Travaillant sur des «clichés d'élégance un peu passéistes», avec une bande-son datée des années 1960 mixant la voix de la comédienne Delphine Seyrig, il a souhaité «redessiner une image dans les mémoires avec des matériaux et des effets d'aujourd'hui», a-t-il expliqué en coulisses.

Usant de trompe-l'oeil et de superpositions, il a décidé, pour une fois, de «ne pas montrer le corps». Et de brouiller la ligne entre les tenues de jour et celles réservées au soir.

Seyrig, dont on entendait sur scène le dialogue avec Jean-Pierre Léaud dans le mythique magasin de chaussures du film Baisers volés de François Truffaut, est l'archétype de la «femme sensuelle, séduisante qui n'est pas une gamine, c'est exactement la femme que je veux montrer».

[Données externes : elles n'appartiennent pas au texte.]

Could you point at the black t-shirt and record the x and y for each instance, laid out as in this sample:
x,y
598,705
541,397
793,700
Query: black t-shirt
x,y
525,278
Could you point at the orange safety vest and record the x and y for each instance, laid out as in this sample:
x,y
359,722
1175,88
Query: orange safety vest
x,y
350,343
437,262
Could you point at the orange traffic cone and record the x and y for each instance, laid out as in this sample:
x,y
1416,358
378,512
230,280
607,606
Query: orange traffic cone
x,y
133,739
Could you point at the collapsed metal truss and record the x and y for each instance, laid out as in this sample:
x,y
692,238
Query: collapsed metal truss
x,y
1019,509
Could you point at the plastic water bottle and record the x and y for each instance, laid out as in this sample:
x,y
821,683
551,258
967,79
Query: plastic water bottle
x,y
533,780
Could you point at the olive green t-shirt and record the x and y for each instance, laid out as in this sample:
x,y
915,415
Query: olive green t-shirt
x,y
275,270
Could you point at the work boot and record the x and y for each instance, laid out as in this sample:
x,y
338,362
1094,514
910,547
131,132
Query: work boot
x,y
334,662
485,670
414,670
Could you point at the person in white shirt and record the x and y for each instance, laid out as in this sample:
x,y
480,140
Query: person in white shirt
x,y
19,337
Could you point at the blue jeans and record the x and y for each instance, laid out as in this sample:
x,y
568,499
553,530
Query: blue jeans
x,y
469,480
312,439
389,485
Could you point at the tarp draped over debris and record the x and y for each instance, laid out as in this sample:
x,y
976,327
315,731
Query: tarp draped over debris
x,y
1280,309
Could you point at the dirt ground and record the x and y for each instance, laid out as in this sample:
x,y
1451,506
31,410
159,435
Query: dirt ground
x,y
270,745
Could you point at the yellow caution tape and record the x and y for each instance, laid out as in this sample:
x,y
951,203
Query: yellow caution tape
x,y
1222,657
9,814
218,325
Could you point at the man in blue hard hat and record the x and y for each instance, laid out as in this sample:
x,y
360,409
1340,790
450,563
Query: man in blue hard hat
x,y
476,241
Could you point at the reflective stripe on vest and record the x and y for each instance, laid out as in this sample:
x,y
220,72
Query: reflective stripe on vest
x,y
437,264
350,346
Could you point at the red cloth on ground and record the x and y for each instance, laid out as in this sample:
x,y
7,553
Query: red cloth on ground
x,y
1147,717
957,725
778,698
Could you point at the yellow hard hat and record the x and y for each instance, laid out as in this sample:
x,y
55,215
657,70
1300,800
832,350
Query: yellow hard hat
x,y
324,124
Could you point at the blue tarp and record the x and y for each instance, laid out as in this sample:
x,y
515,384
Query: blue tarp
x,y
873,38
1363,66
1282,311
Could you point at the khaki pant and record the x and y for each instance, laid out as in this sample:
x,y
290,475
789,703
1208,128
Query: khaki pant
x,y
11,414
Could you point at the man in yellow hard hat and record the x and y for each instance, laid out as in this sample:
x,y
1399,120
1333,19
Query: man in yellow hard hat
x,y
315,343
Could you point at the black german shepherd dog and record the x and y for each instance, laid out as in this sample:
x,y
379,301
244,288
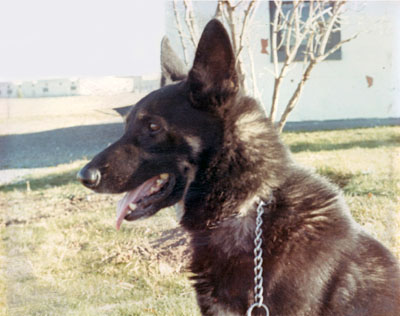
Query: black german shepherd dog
x,y
201,144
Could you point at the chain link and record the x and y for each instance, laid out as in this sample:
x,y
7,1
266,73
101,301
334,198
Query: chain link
x,y
258,260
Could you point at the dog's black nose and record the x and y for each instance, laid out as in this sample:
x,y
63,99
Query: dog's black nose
x,y
89,177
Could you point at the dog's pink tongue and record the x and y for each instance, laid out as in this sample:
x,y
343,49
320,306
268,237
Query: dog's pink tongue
x,y
132,197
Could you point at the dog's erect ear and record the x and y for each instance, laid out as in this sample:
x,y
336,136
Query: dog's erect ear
x,y
213,77
172,68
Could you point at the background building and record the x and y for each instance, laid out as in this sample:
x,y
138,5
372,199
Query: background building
x,y
363,81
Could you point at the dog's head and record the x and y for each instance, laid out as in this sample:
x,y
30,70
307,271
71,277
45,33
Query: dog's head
x,y
161,150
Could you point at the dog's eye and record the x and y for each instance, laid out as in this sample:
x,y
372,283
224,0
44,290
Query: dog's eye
x,y
154,128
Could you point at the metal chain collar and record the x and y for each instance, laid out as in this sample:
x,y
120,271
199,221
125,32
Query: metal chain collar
x,y
258,260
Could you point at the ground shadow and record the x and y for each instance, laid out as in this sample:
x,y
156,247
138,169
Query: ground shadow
x,y
51,148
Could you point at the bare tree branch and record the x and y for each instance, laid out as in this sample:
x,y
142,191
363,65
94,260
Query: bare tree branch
x,y
190,22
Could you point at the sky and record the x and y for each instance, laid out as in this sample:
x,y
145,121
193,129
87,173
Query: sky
x,y
79,38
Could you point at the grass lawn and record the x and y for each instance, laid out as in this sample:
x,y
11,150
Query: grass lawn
x,y
61,255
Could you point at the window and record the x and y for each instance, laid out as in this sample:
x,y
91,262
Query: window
x,y
287,6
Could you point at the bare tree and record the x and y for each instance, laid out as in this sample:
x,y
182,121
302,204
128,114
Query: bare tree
x,y
305,33
298,28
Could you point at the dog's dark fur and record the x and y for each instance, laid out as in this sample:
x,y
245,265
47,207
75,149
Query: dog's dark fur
x,y
224,156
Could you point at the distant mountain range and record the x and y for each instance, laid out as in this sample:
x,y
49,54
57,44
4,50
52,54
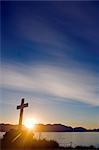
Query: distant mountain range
x,y
49,128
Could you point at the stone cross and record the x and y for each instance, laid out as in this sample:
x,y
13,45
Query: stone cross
x,y
21,107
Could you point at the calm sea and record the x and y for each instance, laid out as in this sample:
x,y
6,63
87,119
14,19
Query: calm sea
x,y
70,138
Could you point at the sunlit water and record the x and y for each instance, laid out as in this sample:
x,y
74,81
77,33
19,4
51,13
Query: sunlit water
x,y
69,138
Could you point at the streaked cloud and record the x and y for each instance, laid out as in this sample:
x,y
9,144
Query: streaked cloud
x,y
71,84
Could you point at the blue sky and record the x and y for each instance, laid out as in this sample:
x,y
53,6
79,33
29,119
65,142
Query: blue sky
x,y
50,56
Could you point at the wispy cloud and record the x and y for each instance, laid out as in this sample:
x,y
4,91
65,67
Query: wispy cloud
x,y
76,84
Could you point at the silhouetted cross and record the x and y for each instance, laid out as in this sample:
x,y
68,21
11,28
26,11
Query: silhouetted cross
x,y
21,107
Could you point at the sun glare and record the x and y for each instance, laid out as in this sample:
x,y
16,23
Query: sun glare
x,y
29,123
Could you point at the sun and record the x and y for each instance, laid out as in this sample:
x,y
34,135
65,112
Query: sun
x,y
29,123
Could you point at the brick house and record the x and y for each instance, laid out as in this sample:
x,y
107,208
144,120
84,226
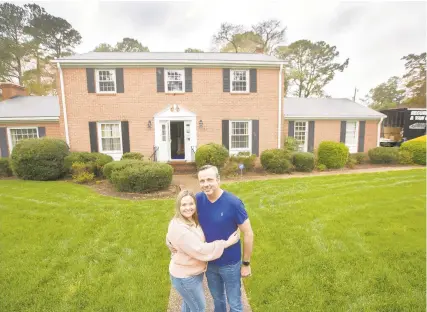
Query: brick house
x,y
313,120
164,105
23,116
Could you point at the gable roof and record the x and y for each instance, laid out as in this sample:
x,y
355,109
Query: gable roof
x,y
327,108
170,58
30,108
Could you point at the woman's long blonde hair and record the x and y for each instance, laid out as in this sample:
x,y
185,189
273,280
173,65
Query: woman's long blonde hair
x,y
178,214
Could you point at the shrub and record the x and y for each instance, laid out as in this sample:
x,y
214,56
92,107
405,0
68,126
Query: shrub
x,y
149,177
120,165
5,170
405,157
303,161
333,155
275,161
96,160
211,154
383,155
244,158
132,155
418,150
291,144
230,169
82,172
39,159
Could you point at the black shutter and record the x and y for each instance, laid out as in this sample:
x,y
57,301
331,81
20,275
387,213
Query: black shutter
x,y
120,80
93,137
291,125
226,79
225,134
90,77
42,132
361,146
188,80
310,146
160,79
342,132
253,79
125,137
255,137
3,143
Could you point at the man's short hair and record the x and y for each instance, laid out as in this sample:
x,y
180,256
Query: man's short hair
x,y
206,167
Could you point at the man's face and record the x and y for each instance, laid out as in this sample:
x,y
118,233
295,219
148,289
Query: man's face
x,y
208,181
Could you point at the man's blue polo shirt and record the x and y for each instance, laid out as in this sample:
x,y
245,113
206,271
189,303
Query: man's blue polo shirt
x,y
219,220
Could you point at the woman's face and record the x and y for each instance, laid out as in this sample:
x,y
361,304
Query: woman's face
x,y
188,207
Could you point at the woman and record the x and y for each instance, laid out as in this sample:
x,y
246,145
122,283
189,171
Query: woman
x,y
189,263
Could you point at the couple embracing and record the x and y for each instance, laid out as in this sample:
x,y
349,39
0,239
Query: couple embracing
x,y
204,238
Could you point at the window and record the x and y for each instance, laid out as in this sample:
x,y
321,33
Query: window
x,y
175,80
351,136
300,134
239,80
106,81
110,137
17,134
240,138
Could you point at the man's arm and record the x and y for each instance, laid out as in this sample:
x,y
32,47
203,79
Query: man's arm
x,y
248,242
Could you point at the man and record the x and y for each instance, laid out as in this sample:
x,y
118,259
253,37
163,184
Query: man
x,y
220,214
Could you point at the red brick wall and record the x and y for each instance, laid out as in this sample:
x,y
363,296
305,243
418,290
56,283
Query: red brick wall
x,y
140,101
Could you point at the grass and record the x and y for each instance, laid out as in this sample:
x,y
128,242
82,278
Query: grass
x,y
335,243
338,243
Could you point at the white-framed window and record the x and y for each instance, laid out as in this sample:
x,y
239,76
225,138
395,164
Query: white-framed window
x,y
17,134
301,134
239,80
175,80
105,81
351,135
110,137
240,136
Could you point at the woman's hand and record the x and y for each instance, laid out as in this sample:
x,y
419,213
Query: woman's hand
x,y
234,238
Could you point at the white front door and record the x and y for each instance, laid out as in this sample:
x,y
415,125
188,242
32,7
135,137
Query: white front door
x,y
351,136
164,141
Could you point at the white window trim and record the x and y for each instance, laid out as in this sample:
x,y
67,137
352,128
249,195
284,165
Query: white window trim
x,y
97,80
247,81
230,130
101,150
9,135
166,79
357,134
305,149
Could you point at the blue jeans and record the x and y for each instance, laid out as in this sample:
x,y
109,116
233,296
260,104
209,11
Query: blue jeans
x,y
191,291
224,280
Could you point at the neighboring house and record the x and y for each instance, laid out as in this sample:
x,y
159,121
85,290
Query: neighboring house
x,y
313,120
23,117
164,105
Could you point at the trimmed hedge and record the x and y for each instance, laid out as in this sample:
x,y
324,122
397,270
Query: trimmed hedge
x,y
5,170
244,158
276,161
333,155
149,177
417,149
211,154
132,155
120,165
383,155
303,161
39,159
96,160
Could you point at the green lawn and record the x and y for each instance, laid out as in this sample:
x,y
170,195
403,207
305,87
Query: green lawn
x,y
335,243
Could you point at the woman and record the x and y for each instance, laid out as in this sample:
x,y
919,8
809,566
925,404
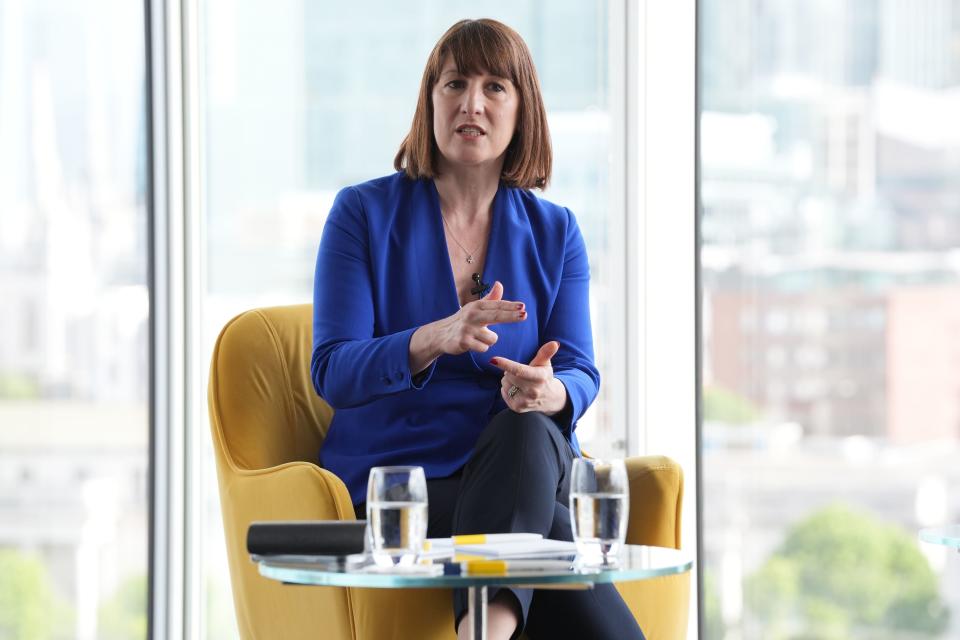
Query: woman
x,y
452,328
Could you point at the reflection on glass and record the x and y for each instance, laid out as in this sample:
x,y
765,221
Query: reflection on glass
x,y
302,98
831,276
73,332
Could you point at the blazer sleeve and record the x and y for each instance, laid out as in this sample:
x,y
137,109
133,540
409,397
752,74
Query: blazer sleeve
x,y
349,365
569,324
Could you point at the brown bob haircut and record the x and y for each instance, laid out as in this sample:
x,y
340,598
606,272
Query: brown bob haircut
x,y
479,46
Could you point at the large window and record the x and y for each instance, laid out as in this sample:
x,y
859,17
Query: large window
x,y
299,99
831,221
74,321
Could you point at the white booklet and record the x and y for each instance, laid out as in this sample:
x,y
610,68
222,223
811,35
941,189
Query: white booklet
x,y
499,545
542,548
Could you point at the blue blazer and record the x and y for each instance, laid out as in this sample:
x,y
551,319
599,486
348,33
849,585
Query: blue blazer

La cible de cette collection de prêt-à-porter de luxe pour l'hiver prochain, c'est une «bourgeoise sans âge», souffle encore son entourage.

Le couturier a fait appel à Valérie Lemercier, connue pour ses rôles comiques au cinéma, pour jouer la vedette de son défilé. Apparaissant drolatique et belle à la fois, avec une énorme coiffure gonflée, elle campe parfaitement, aux yeux du créateur, «la Parisienne fofolle et légère en apparence, qui donne cette impression de facilité et de joie».

Les modèles, coiffés de chignons volumineux souvent gris, se dévêtaient lentement en défilant sur le podium, pour jeter au pied des photographes un foulard ou une veste, avant de repartir vers la scène, leur tenue modifiée. Certaines revenaient le manteau sur l'épaule, ou sous le bras, pour révéler un tailleur ou une robe en-dessous. D'autres enlevaient une jupe ou un smoking, dévoilant une combinaison pantalon soyeuse.

Parmi elles, un homme, le tout jeune mannequin australien Andrej Pejic, à la beauté troublante, s'était glissé quasi incognito tant son physique est androgyne.

La cinéaste Tonie Marshall mais aussi la starlette américaine Nicole Richie, au premier rang, ont pu admirer la coupe précise des trenchs et autres tailleurs pantalons dans un défilé dominé par les couleurs sombres, à l'exception de chemisiers ou combinaisons en jaune ou rouge vifs.

La collection fait une grande place aux matières brillantes, mais aussi à la fourrure, comme ces doudounes noires sur le buste prolongées de renard autour du col et au niveau de la jupe.

Une quarantaine de militants anti-fourrure étaient d'ailleurs rassemblés dans la soirée devant le siège de la maison Gaultier, où se tenait le défilé, scandant «Gaultier assassin» ou «fourrure ordure». La manifestation, rituelle, est presque devenue une tradition de la Fashion week parisienne.